It would be a kind of cheating to traverse Panama across its width, as its narrowest passage between the Atlantic and Pacific is just about 42.2 mi (68 km) wide. TransPanama refers to the route along its length, the trail stretches for 700.3 mi (1127 km) and involves not only walking, and hiking, but also canoeing. It runs from Panama's eastern border with Colombia westwards to another border with Costa Rica. Besides traditionally breathtaking landscapes with volcanic mountains, and rivers flowing amidst lush rainforests, the trail also promises encounters with indigenous tribes, including the Kuna and Embera, and even ancient paths that were carved by Spanish conquistadors some 600 years ago.
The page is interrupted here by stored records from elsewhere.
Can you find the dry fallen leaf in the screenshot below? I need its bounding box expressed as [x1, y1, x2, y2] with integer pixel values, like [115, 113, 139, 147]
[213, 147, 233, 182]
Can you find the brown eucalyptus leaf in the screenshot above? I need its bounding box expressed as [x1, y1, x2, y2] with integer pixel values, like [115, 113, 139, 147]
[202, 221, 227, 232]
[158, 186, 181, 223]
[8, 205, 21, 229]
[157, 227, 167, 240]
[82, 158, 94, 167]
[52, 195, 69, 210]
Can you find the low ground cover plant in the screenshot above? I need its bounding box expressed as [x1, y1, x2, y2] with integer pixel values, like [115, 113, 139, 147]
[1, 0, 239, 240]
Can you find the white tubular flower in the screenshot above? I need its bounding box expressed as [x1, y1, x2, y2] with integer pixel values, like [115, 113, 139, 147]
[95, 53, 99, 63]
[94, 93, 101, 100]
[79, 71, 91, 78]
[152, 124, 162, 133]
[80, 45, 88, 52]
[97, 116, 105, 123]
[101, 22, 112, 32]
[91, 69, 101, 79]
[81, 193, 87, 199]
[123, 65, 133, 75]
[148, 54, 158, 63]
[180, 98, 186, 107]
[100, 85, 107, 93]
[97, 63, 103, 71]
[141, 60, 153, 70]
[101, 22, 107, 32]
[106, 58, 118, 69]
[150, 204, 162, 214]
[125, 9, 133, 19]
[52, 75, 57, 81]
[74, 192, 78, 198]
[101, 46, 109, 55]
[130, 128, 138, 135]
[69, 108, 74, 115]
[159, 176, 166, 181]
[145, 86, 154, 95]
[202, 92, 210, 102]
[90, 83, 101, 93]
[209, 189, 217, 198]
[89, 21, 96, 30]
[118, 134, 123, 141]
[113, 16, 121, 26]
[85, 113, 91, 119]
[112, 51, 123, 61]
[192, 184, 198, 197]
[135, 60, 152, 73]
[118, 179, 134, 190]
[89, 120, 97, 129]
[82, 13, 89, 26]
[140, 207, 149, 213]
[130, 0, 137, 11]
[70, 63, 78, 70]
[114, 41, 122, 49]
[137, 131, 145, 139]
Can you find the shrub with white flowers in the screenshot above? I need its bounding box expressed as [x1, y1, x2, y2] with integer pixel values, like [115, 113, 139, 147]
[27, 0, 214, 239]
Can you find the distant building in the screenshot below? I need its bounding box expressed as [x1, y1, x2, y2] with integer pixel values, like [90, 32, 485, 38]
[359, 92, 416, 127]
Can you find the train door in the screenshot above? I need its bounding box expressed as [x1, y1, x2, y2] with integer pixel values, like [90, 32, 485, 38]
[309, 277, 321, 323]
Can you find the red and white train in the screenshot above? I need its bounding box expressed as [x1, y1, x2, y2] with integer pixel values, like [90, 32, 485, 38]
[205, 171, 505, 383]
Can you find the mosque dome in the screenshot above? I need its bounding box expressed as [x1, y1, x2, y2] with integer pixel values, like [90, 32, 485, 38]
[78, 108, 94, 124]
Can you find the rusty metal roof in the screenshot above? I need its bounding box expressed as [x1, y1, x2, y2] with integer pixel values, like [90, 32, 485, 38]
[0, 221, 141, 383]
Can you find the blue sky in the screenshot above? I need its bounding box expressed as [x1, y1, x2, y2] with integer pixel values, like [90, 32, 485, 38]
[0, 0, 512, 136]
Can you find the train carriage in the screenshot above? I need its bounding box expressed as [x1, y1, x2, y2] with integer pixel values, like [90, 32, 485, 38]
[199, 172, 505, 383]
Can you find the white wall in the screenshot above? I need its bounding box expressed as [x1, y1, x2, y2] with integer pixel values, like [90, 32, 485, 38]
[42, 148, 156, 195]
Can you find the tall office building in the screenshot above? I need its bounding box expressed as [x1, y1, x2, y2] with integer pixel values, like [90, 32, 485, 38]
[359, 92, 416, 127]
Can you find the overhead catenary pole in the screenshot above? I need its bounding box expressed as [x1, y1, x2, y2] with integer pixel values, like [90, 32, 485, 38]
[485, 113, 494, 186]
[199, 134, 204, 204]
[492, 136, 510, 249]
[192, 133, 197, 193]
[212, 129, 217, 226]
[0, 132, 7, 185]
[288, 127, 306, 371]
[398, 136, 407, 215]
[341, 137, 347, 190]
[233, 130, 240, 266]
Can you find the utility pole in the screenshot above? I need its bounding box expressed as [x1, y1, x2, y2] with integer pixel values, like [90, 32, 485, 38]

The hike was conceived in 2009 when a group of volunteers gathered by Mike Esquivel determined to construct the route. The process was stuck due to the lack of funds and other unfavorable conditions. Yet one of Mike's friends didn't give up and decided to pave the route on his own during the first thru-hike of TransPanama Trail. It was Rick Morales who accomplished the course in 2011 in only 93 days. In one of his interviews, he mentions various struggles he lived through during that journey: there were thick rainforests, fields of mud mixed with cow dung, trench foot, and other difficulties. Luckily, his girlfriend helped him out, refreshing his food supplies.
The trail is doable year-round, but dry season between December and mid-March is recommended as considerably more convenient. Still, Rick Morales's accomplished his pioneer thru-hike during the wet season, as at other time he works as a naturalist guide. The only indisputable benefit of the rainy season is you will never run out of water.